Checking Distributed Systems

Introduction

This project basically tends to demenstrate the implementation of DMT systems in practical environment. Most DMT systems have a common assumption that the environment input remains unchanged for different runs. This assumption raises many doubts about practical distribution of DMT systems, because the outside environment is always an undecidalbe factor to the whole system.

How to make the DMT systems dealing with various external environment? Our observation is that most events will happen in an expected manner. For example, in Apache, the main thread is always receiving the first request from a client. Also, in aget (a multithreaded downloader), every network event is expected to obtain a specific piece of data from the server.

Besides the special events, it's possible to make the whole system determinitic with a DMT scheduler in most times. On the other hand, since the number of special, or say unexpected events, is supposed to be reasonably small, we tend to apply an input exploration algorithm to expose all possible patterns of unexpected events. For example, we can adopt a model checker to do this job.

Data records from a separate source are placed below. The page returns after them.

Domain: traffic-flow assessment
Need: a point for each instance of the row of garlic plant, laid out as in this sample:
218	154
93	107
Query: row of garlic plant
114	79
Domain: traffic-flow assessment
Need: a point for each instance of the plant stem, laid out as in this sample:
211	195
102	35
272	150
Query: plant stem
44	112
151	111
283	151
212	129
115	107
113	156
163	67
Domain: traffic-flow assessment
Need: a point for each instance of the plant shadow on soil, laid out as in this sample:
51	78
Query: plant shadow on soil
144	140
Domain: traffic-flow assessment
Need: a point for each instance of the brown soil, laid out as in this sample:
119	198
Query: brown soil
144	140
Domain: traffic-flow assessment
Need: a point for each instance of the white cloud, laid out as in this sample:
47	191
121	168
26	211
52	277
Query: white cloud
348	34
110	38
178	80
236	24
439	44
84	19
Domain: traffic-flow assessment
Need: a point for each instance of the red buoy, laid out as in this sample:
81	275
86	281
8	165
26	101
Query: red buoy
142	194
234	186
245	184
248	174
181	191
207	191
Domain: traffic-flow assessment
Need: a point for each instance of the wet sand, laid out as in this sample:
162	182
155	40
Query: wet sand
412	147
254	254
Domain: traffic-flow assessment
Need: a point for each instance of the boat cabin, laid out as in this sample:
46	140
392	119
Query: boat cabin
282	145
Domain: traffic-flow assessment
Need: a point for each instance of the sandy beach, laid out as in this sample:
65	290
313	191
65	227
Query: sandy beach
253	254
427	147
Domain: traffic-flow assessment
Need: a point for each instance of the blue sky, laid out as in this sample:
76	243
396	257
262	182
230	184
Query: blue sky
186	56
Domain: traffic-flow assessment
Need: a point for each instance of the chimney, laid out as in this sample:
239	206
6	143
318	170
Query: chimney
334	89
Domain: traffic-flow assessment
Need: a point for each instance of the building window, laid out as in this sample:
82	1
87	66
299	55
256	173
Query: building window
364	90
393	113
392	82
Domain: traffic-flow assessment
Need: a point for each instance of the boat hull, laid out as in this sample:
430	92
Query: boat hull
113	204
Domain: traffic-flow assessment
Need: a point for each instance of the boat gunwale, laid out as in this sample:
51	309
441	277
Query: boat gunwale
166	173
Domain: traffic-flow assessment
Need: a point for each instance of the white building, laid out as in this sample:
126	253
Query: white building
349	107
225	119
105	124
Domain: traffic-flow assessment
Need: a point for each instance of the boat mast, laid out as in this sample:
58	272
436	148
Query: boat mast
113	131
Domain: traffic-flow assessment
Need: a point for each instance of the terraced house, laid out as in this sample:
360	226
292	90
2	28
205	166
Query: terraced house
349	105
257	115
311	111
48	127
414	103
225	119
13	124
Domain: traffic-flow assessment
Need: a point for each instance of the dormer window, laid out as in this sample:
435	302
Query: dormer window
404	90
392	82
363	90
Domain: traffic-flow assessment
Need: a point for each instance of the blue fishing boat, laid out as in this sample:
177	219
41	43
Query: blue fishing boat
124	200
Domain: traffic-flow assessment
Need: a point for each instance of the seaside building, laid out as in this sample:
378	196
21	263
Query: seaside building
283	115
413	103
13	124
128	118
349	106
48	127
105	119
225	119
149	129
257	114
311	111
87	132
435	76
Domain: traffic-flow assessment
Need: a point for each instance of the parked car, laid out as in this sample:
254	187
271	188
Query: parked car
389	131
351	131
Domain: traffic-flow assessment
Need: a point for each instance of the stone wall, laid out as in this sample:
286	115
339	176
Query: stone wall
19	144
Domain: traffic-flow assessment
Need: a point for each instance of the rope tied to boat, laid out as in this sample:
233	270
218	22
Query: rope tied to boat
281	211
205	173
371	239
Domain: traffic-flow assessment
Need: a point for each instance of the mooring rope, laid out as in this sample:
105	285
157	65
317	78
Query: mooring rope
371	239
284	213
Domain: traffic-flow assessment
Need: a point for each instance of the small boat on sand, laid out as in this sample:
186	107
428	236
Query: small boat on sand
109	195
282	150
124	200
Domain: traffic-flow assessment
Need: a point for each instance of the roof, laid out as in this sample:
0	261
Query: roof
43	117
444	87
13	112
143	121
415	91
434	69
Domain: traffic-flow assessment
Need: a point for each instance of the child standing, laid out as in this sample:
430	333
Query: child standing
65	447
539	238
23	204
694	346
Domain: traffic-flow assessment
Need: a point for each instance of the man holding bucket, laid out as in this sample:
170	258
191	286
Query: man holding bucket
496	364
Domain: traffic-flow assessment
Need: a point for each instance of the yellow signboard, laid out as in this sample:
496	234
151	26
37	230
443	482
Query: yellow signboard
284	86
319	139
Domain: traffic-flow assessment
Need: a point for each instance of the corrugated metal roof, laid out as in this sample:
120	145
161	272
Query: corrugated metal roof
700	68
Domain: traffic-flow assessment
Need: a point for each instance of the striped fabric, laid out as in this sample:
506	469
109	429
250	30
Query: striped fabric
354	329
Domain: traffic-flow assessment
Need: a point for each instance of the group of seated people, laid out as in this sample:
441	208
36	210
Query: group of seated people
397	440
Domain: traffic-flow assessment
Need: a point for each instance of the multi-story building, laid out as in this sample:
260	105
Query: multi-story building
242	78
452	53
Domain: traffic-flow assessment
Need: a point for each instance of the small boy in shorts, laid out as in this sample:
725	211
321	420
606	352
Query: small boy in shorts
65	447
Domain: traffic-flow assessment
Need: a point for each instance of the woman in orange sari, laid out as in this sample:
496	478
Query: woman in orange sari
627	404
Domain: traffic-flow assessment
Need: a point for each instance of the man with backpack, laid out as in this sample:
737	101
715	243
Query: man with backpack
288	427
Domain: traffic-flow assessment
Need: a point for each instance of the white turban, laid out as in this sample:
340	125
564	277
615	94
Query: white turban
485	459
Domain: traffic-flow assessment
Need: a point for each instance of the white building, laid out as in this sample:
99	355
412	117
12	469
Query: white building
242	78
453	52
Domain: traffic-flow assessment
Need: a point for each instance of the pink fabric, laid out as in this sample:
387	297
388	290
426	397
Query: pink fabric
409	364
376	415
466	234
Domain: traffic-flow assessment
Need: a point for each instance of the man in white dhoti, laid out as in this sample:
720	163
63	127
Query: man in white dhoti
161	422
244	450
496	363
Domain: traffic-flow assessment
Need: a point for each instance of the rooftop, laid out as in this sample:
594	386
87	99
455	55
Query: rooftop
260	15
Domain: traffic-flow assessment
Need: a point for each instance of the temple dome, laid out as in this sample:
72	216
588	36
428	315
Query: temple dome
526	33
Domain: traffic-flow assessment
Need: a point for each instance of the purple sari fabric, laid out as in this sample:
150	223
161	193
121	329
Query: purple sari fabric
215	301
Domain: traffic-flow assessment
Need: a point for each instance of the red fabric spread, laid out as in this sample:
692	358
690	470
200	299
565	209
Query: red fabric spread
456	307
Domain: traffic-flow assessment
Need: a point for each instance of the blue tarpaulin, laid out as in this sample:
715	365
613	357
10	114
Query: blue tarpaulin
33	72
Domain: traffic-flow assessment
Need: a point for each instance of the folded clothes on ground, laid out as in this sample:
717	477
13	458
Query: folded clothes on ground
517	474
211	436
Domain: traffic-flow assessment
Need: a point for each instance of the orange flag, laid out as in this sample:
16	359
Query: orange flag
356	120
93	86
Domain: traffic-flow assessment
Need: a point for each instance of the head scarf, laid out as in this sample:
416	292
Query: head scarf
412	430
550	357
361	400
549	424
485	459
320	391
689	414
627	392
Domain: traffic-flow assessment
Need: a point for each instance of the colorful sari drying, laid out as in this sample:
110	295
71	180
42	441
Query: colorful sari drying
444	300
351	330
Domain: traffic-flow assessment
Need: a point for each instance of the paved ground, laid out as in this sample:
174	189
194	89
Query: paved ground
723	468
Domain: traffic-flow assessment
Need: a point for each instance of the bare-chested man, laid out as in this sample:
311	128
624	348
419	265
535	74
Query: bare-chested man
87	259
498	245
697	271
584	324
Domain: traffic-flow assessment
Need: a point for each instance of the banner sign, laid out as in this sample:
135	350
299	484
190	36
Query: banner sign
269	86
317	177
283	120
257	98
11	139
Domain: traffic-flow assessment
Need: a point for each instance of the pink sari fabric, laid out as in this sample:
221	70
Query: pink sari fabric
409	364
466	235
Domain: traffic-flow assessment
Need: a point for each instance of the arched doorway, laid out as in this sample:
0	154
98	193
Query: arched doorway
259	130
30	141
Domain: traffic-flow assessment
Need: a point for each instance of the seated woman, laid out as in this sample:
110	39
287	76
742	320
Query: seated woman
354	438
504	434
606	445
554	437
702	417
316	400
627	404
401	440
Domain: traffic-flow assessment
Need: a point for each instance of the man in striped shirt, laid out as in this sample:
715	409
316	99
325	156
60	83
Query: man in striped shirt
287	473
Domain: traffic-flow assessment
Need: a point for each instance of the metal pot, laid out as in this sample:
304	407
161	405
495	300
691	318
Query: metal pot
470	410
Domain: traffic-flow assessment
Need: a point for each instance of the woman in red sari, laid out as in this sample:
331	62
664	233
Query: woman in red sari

Regular project meeting: 12pm - 1pm, every Wednesday in System Lab.

What's been done

We have a LD_PRELOAD based dynamic instrumentation library and a LLVM-based static instrumentation library. These libraries allow recording and controlling program execution.
We have a DMT scheduler framework and implementations of multiple scheduling algorithms, e.g. Round-Robin, First Come First Serve.
We are able to print execution trace in a log file and produce partial order view or total order view of the execution trace. So does trace signature.
We have setup multiple benchmarks, including aget, Apache, Berkeley DB replication. Setup of some other benchmarks (like MongoDB, COPS, and NYU's YFS) are still on going.

What's our current plan

Build a DMT scheduler algorithm that enforces most determinism even if the input enviroment changes. Some simple ideas could be applied in this algorithm:
1. Delay and batch input messages
2. Run network events as internal operations unless some unexpected behavior is observed. For example, unexpected delay or message content changes.
Application evaluation. Each application will be executed in a certain configuration with DMT for many times. We compare the difference between different runs to determine unexpected events and the portion of deterministic part. In this part, we want to demenstrate
1. The number of unexpected events is relatively small.
2. DMT system is applicable in most times.
More discussion on program behavior in different configurations.